The local response to tourists in Stow is not exactly enthusiastic, but rather grudgingly accepted. “It can be tricky in traffic and it’s a bit of a pain to be left behind taking selfies when I go somewhere, but at the end of the day they pay the bills,” says Paul Worthy, as he drops off some hand-me-downs at the charity shop.

Having grown up in a tourist hotspot, I appreciate the concerns of parishioners in Bourton-on-the-Water. At best, overtourism is a terrible nuisance, preventing locals from enjoying the homes and amenities.

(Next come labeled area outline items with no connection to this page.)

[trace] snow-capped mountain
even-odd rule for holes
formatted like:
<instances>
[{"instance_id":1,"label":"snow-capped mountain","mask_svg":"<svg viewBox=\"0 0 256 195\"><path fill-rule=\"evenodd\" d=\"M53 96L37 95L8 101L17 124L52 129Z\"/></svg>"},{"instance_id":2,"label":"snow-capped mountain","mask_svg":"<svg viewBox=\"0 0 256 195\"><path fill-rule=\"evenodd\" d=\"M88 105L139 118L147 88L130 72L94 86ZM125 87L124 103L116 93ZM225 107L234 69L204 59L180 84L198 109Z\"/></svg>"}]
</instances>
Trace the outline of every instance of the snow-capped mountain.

At worst, it drives up prices, erodes communities and pits people against each other.

Jack on coach through windowJack on coach through window

“My compatriots on the tour were interested, engaged and respectful,” says Rear – John Lawrence

But after experiencing an utterly delightful bus journey, I can’t help but feel that Bourton has chosen the wrong face of tourism to ignore. My compatriots on the tour were interested, engaged, respectful and – because they were willing to pay £121 for a day out – wealthy enough to indulge in local shops and restaurants. We overstayed our welcome in any particular place and stayed in each village just long enough without running under anyone’s feet.

Okay, so a big coach turning around can hold up traffic for a few minutes, but what’s worse: one coach or 24 cars clogging the roads? Best of all, we left at four o’clock so the locals could enjoy their area in peace.

Jack traveled on Premium Tours’ ‘Lunch in Britain’s Most Beautiful Village’ coach tour, starting at London Victoria Coach Station and visiting Burford, Bibury and Stow-on-the-Wold.